Our Parents’ Money

The 2012 Gerald Loeb Awards for Distinguished Business and Financial Journalism were announced earlier this week, and the winner in the personal finance category was the staff at Money magazine for their series on “Protecting Your Parents,” which focuses on how to help your parents manage their money when they begin to lose their bearings due to age, and how to make sure they don’t get scammed by sharks (i.e. people who invite seniors to a free dinner at a hotel, and then try to sell them poor investments).
My parents are amazing, because they came to this country with basically nothing, built a respectable middle class life for themselves, and sent three kids to college. This all came with a price, and I didn’t know what that price was until I sat down with my mom one day and just asked her point blank how she and my dad were keeping it together.
How much did they still owe on their mortgage? How much credit card debt did they have? How much did my dad have in his retirement account? When do they imagine that they’ll be able to stop working some day (my parents are both in their 50s)?
It was both an easy and difficult discussion to have (and continues to be).

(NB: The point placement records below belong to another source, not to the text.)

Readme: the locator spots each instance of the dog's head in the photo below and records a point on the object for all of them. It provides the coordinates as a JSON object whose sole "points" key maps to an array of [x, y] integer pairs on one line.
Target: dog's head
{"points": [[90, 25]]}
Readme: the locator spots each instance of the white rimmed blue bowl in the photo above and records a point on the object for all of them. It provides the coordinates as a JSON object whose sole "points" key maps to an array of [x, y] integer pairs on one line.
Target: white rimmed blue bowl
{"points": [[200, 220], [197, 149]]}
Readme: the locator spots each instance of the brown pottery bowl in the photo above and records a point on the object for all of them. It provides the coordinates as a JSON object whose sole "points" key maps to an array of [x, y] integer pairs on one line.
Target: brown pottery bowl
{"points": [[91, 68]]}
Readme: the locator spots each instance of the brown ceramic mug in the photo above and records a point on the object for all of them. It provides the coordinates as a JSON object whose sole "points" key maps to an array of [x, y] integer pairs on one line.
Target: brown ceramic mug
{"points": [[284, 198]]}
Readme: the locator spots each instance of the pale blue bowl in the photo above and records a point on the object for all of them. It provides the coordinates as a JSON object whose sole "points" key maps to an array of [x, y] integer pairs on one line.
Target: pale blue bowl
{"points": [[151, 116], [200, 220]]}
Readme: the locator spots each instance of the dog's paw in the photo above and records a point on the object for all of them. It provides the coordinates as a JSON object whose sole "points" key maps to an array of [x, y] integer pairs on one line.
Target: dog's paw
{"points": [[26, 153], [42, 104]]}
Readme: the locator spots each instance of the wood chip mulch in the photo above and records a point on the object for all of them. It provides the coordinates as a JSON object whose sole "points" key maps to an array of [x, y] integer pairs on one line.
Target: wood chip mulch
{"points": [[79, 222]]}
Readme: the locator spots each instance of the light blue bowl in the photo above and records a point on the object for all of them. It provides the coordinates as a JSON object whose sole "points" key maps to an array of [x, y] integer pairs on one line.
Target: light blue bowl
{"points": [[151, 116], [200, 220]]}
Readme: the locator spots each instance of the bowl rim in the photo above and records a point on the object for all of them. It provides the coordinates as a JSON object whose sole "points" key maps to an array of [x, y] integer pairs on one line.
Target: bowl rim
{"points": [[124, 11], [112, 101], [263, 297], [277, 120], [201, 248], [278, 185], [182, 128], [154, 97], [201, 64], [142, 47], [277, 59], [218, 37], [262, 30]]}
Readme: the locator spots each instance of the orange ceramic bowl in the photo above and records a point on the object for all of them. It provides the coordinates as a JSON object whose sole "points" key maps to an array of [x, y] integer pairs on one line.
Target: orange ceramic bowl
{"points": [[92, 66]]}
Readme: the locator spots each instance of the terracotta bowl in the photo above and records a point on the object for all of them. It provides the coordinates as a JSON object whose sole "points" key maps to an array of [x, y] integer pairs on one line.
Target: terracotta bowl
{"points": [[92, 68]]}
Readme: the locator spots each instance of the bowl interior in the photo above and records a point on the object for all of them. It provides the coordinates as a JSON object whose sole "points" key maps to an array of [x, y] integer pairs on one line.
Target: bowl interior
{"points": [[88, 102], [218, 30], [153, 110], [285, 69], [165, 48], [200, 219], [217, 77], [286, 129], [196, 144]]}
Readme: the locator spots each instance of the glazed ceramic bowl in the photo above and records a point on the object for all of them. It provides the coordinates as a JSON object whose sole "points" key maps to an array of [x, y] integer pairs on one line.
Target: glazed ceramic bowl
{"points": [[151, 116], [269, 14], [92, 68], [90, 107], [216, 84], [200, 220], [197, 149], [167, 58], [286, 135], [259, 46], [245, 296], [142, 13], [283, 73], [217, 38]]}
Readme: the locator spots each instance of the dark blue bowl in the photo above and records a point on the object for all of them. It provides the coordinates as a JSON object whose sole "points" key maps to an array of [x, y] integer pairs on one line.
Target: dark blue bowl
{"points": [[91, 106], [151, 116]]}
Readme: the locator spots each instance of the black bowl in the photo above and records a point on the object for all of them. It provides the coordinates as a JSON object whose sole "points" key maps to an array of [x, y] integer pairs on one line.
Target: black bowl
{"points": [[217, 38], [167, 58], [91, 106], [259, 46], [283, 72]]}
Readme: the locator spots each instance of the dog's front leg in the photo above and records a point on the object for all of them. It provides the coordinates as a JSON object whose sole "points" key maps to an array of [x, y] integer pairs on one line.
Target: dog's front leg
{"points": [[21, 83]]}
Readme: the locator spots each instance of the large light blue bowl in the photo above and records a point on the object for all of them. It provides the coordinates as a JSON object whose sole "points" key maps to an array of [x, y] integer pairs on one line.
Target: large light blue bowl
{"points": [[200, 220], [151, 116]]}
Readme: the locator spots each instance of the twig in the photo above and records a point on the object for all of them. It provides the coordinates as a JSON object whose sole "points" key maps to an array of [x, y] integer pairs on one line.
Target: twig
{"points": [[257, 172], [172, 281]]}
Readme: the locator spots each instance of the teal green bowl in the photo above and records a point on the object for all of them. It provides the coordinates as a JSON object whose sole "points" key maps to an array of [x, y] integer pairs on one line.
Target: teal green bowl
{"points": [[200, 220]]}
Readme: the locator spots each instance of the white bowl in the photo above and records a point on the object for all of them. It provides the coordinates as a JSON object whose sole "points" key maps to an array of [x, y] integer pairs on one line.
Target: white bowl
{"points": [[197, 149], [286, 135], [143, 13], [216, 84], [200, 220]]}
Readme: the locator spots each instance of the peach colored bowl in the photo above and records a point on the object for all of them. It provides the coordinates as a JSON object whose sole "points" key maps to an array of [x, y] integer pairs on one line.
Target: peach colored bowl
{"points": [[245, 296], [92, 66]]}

I braced myself for the numbers because I understood what those numbers would mean for me, their son, who would probably support them in their old age (it’s a cultural thing, as previously discussed), because that’s how things have been done in my family for generations.
But having everything out in the open has been a great thing because it means I get to plan ahead for them, rather than have a bunch of surprises hit me all at once when I’m in my 40s and financially deep in whatever life I’ll be living then.